It will be recalled that in December, 2015, over one hundred and ninety delegates, including Heads of State, met in the French capital, Paris, to deliberate on Climate Change. What has come to be known as CAP21Paris was a Forum on Sustainable Innovation which prepared a United Nations Framework Convention on Climate Change for eventual ratification by member-states.
The Forum sought to ensure that steps to reduce carbon emissions are to be enshrined in laws of participating countries. It was targeted to hold global warning to a level below 2o Celsius for industrial countries and between 1o and 1.5o C for Least Developed Countries (LDCs). The Forum also sought to ensure that countries agree to a new global deal to tackle Climate Change. There was the need to embed Climate Change legislation into national action and equity differentiation between developed and developing countries.
The Agreement to curb carbon emissions was signed by 165 countries at the United Nations Headquarters, New York, (22nd April, 2016), including about ¾ of governments of African countries. The World Bank was expected to spend 28% of its investments on projects directed towards limiting planet heating and control or mitigation of the effects on the ecosystem in the form of desertification. The Bank is supposed to be insistent on the search for renewable energy.
It is significant to remark that the United States and China, which are the world’s most polluted countries, readily joined the other signatories to ratify the deal into action. According to a statement before the signing ceremony, the President of the Grantham Research Institute, Lord Nicholas Stern, emphasized that the investments to be made by the World Bank must be in transport, energy, water, buildings and land utilization and management. He warned that, otherwise, we are doomed to a situation where people can neither move nor breathe in our cities and to ecosystems that will collapse.

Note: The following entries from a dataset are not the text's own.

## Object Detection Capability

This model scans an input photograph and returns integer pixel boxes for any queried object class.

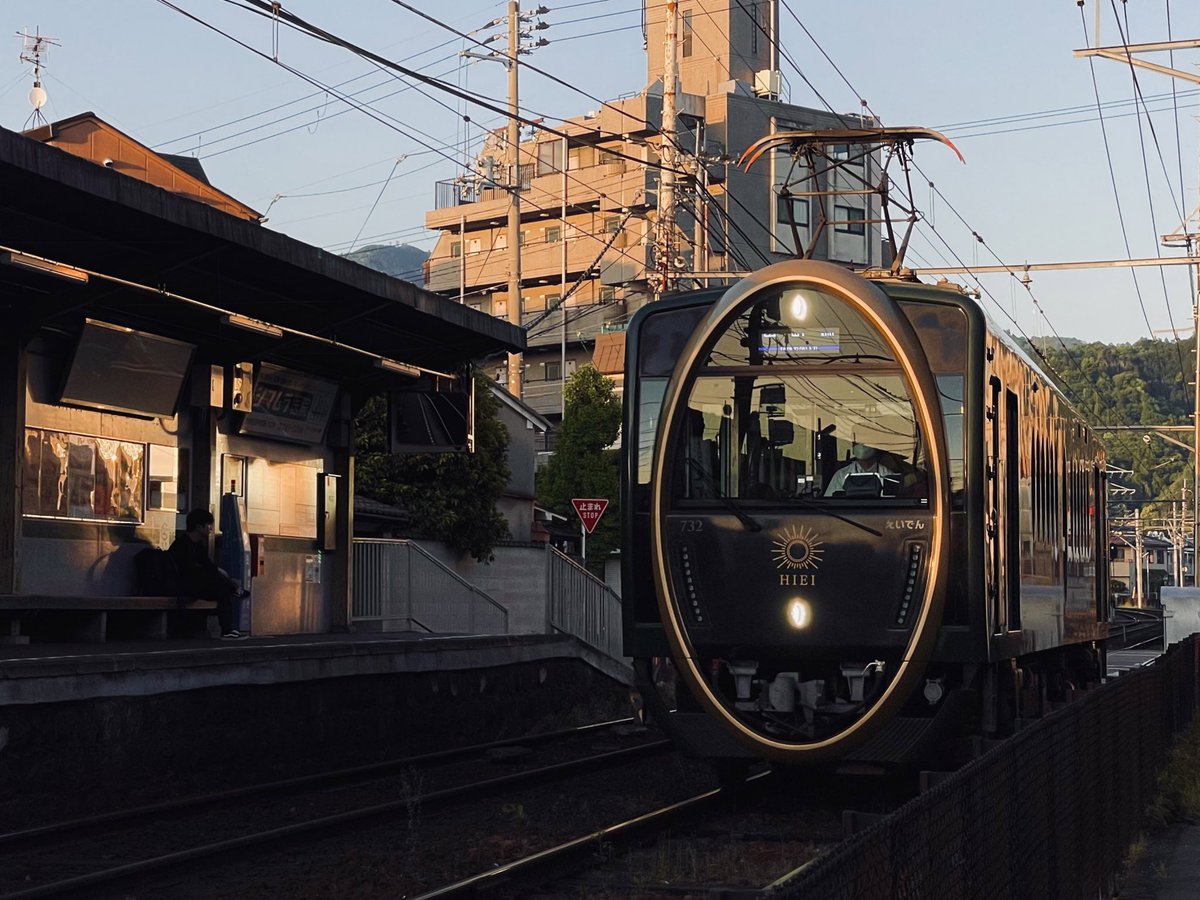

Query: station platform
[0,632,632,832]
[0,632,631,707]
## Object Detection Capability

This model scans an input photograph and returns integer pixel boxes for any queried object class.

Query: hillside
[346,244,430,284]
[1033,338,1195,516]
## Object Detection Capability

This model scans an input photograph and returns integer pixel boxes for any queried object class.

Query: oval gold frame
[650,259,949,763]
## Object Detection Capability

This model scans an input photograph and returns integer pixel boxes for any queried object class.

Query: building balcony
[424,232,647,293]
[425,166,658,233]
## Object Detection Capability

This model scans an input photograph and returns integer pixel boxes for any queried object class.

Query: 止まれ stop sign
[571,497,608,534]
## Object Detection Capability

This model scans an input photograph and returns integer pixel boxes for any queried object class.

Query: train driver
[824,444,900,497]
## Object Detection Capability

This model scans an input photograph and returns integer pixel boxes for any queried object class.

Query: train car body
[622,260,1109,764]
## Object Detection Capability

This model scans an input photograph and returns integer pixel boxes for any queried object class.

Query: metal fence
[546,547,624,660]
[770,636,1200,900]
[350,539,509,635]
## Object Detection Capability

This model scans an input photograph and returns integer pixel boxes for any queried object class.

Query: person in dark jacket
[167,509,246,641]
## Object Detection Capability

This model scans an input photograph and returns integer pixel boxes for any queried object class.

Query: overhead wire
[781,0,1132,429]
[1110,0,1188,398]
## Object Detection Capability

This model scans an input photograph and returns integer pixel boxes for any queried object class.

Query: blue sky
[0,0,1200,342]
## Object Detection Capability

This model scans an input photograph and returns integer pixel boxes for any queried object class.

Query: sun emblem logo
[772,526,824,569]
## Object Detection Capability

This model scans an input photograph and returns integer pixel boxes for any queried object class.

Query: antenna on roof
[17,29,62,130]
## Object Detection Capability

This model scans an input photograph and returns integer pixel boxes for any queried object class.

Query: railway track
[0,720,670,900]
[405,770,911,900]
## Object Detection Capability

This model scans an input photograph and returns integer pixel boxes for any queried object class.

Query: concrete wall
[418,541,548,635]
[0,659,628,832]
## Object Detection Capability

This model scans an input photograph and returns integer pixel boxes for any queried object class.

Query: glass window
[833,206,866,234]
[22,428,145,522]
[677,287,931,505]
[775,194,809,228]
[538,140,563,175]
[682,372,928,502]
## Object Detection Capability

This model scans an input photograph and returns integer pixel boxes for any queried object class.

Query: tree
[355,376,509,562]
[538,366,620,571]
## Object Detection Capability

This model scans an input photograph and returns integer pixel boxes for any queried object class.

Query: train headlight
[779,290,811,325]
[787,596,812,631]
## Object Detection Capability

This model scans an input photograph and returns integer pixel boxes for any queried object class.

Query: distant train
[622,260,1109,764]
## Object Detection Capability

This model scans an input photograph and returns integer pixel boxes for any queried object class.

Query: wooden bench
[0,594,217,643]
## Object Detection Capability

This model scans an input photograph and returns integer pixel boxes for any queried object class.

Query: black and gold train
[623,260,1108,764]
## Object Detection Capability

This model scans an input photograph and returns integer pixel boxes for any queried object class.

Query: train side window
[937,376,966,509]
[1004,391,1021,631]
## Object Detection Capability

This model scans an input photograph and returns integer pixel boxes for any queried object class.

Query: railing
[772,635,1200,900]
[350,539,509,635]
[433,179,506,209]
[546,547,624,660]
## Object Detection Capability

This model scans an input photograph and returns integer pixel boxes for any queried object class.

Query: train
[622,259,1110,767]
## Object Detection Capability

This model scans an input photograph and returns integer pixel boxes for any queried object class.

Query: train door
[988,376,1007,635]
[1003,391,1021,631]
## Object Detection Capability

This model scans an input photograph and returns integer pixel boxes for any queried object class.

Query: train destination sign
[571,498,608,534]
[758,328,841,356]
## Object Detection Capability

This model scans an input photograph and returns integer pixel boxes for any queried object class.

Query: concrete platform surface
[0,632,631,706]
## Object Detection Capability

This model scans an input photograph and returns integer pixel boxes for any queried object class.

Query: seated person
[824,444,899,497]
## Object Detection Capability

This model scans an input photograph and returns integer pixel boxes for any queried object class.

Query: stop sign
[571,497,608,534]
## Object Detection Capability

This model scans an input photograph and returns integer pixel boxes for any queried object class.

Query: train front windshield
[674,288,929,506]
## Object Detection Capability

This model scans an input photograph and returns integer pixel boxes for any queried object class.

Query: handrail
[350,538,509,635]
[393,541,509,616]
[546,546,624,660]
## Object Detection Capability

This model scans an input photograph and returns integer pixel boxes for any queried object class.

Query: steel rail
[408,770,774,900]
[0,718,634,851]
[0,740,672,900]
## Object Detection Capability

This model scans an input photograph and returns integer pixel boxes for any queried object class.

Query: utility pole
[654,0,679,300]
[558,137,571,421]
[458,0,549,397]
[505,0,523,397]
[1133,509,1146,610]
[1074,26,1200,600]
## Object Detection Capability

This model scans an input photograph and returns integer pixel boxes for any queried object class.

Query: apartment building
[425,0,883,420]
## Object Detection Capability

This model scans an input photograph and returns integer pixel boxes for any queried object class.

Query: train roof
[865,275,1090,432]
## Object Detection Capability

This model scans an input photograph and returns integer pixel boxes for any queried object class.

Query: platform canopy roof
[0,120,524,392]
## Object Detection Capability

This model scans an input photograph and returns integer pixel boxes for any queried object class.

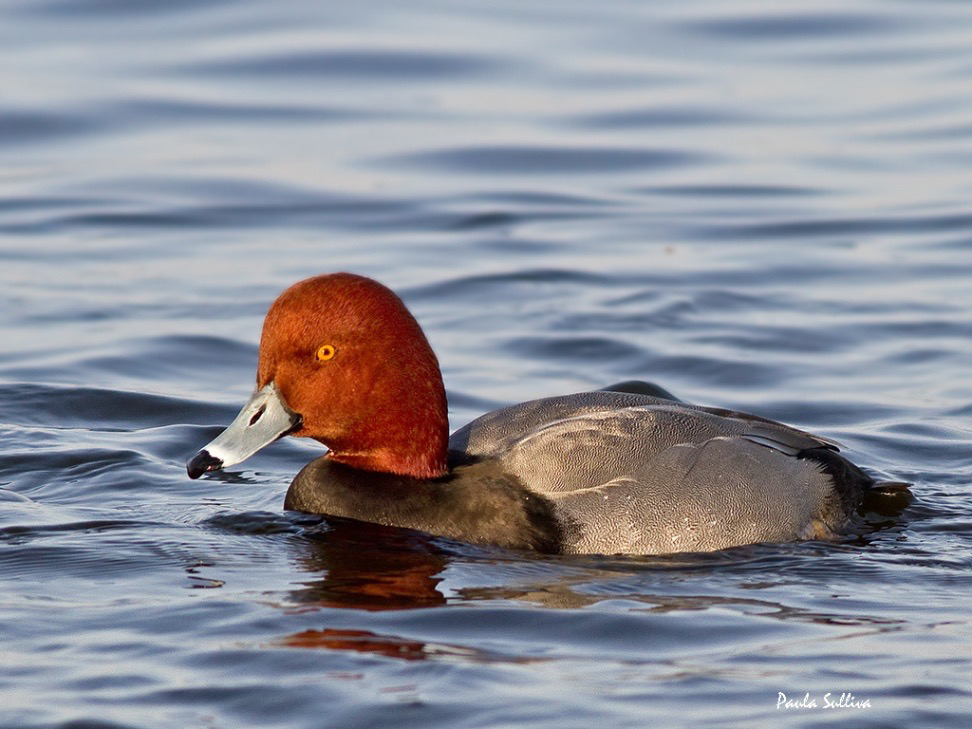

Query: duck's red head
[189,273,449,478]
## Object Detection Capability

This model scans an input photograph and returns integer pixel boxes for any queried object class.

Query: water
[0,0,972,729]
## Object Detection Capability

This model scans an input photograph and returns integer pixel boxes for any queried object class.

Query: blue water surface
[0,0,972,729]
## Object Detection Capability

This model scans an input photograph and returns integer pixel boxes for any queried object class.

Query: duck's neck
[284,457,563,553]
[328,364,449,479]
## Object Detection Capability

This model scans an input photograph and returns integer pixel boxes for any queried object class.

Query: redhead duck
[187,273,904,554]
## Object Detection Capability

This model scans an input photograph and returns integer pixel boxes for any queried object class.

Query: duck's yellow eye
[316,344,337,362]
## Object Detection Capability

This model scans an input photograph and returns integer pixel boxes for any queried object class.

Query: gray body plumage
[449,390,863,554]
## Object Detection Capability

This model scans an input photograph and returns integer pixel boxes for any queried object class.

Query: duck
[186,273,896,555]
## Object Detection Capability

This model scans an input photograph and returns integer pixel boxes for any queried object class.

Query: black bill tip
[186,448,223,479]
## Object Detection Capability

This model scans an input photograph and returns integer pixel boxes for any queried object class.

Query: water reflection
[290,517,448,610]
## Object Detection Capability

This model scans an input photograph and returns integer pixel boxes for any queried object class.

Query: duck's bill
[186,381,300,478]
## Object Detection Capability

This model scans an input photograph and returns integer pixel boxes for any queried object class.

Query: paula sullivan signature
[776,691,871,710]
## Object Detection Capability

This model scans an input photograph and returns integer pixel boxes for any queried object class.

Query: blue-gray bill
[186,381,300,478]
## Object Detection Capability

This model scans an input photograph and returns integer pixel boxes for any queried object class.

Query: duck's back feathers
[450,390,870,554]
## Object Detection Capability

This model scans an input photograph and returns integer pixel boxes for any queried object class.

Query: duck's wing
[449,390,837,458]
[489,402,825,494]
[449,390,696,457]
[548,436,846,554]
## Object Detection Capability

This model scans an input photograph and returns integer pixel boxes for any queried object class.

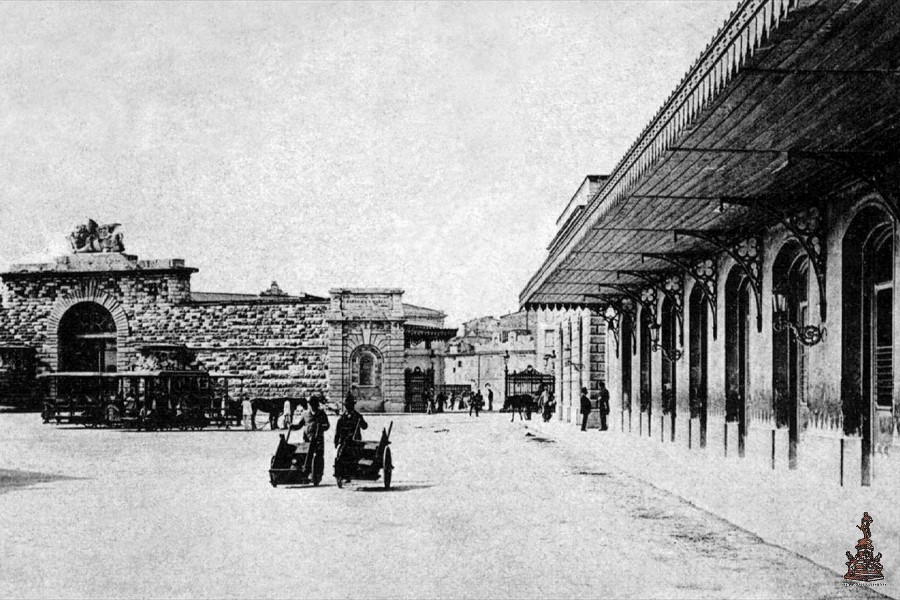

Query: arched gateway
[841,206,895,485]
[47,291,128,372]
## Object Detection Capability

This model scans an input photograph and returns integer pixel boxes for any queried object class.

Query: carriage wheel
[384,448,394,490]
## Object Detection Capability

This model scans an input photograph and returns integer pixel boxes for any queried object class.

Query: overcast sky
[0,0,736,324]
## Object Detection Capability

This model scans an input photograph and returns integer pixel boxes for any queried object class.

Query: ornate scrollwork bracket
[618,270,684,346]
[675,229,762,332]
[641,252,719,339]
[585,294,622,358]
[722,198,828,323]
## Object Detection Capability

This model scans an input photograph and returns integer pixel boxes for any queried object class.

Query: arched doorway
[660,296,678,442]
[58,302,117,372]
[841,206,894,485]
[688,284,709,448]
[772,240,809,469]
[640,307,655,436]
[619,313,634,431]
[725,266,750,456]
[350,345,384,409]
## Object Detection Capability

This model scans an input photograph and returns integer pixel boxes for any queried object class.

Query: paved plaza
[0,413,877,598]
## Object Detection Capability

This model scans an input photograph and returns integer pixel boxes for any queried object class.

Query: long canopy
[520,0,900,308]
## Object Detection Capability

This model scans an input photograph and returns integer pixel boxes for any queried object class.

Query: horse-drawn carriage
[38,371,241,430]
[503,365,556,419]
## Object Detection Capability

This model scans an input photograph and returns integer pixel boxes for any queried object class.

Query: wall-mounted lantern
[772,290,825,346]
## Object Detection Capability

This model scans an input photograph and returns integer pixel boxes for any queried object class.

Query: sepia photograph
[0,0,900,600]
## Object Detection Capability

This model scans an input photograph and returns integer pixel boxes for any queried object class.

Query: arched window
[359,352,375,386]
[350,345,383,392]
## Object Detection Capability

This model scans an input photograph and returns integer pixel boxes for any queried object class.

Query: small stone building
[0,241,455,411]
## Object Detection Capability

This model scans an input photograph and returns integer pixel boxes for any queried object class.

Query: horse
[503,394,534,423]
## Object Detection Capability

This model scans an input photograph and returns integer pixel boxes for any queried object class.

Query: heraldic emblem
[844,513,884,581]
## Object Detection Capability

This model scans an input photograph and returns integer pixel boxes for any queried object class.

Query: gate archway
[58,302,118,372]
[772,240,809,469]
[688,284,709,448]
[841,206,894,485]
[725,266,750,456]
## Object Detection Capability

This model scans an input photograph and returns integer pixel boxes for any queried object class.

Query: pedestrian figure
[469,390,484,417]
[544,393,556,423]
[334,395,369,448]
[241,396,256,430]
[581,388,591,431]
[291,395,330,476]
[600,381,609,431]
[282,398,294,429]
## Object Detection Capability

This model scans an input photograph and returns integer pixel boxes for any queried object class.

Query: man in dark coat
[334,394,369,448]
[600,381,609,431]
[291,396,331,451]
[581,388,591,431]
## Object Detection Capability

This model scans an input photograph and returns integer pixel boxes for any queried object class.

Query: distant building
[0,222,457,411]
[444,311,544,410]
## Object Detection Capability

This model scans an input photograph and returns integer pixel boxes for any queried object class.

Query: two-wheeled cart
[334,421,394,489]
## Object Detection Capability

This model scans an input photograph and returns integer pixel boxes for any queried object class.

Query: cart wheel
[384,448,394,490]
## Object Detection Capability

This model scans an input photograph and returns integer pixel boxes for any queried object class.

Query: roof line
[519,0,804,305]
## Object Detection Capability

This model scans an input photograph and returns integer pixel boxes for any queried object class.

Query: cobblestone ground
[0,413,876,598]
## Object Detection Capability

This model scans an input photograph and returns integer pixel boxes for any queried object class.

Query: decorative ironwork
[585,294,636,358]
[787,150,900,225]
[782,207,828,322]
[641,252,719,345]
[662,275,684,346]
[618,270,684,346]
[722,197,828,322]
[772,316,826,346]
[675,229,762,332]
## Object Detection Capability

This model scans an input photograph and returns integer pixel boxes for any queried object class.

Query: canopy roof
[520,0,900,308]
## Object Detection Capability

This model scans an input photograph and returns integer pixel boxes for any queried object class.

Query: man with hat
[334,394,369,484]
[334,394,369,448]
[291,395,331,456]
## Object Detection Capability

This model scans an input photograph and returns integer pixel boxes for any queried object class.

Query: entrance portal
[841,206,894,485]
[59,302,117,372]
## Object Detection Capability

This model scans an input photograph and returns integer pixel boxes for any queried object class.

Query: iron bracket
[641,252,719,345]
[675,229,762,332]
[722,198,828,324]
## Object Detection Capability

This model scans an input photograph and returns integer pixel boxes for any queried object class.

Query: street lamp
[428,348,436,388]
[503,348,509,402]
[772,290,825,346]
[544,350,556,371]
[650,323,684,362]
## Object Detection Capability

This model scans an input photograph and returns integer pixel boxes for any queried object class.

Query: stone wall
[0,260,328,396]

To that effect, more than USD100 billion yearly will have to be invested in infrastructure globally for the next 20years, if the commitments made in the agreement are to be fulfilled. Meanwhile, in the past decade or so, poor countries have not been able to benefit from a Green Climate Fund (GCF) created to give small, developing countries direct access to finances to protect themselves from risks due to Climate Change, like flooding and desertification. Such vulnerable nations include islands such as Tonga, the Comoros, Grenada, etc., which have been confronted with complicated bureaucratic and accreditation processes.
The documentation on a 52-page application dossier includes the GCF fiduciary and gender policy standards as well as how relevant environmental and social safeguards against corruption and complaints have been handled in the past couple of years, among others. The accreditation process has thereby been described as an ‘excruciatingly painful’ document. Least Developed Countries in vulnerable situations have had to resort to contracting international financial institutions and NGOs to access the maximum of USD300,000, after complying with the relevant guidelines.
At the next meeting of the Forum, in Marrakesh, Morocco, COP22 is expected to highlight African problems relative to Climate Change as over 250 million people are displaced annually as a result of floods and desertification. For the meantime, the signatory-member-states of the UN are required to redeem their pledges while cumbersome procedures for accessing the Green Climate Fund would have to be reviewed. Countries would have to adopt projects and accelerated action plans for early-warning predictions. At the individual levels, we are obliged to co-operate in the way we consume products of non-replaceable fossil energy.
Lifestyle changes would have to be evident and taken seriously by citizens of Least Developed Countries as our personal contribution towards a sustainable development and the limitation of the effects of Global Warming or Climate Change.
The Government of Ghana should join the other signatories to come out with precise action plans embracing long-term projects to protect water bodies, forests and other elements of our environment. The benchmarks set in the Global Agenda for Sustainable Development may only succeed if the ordinary citizens see themselves as the beneficiaries in the long run.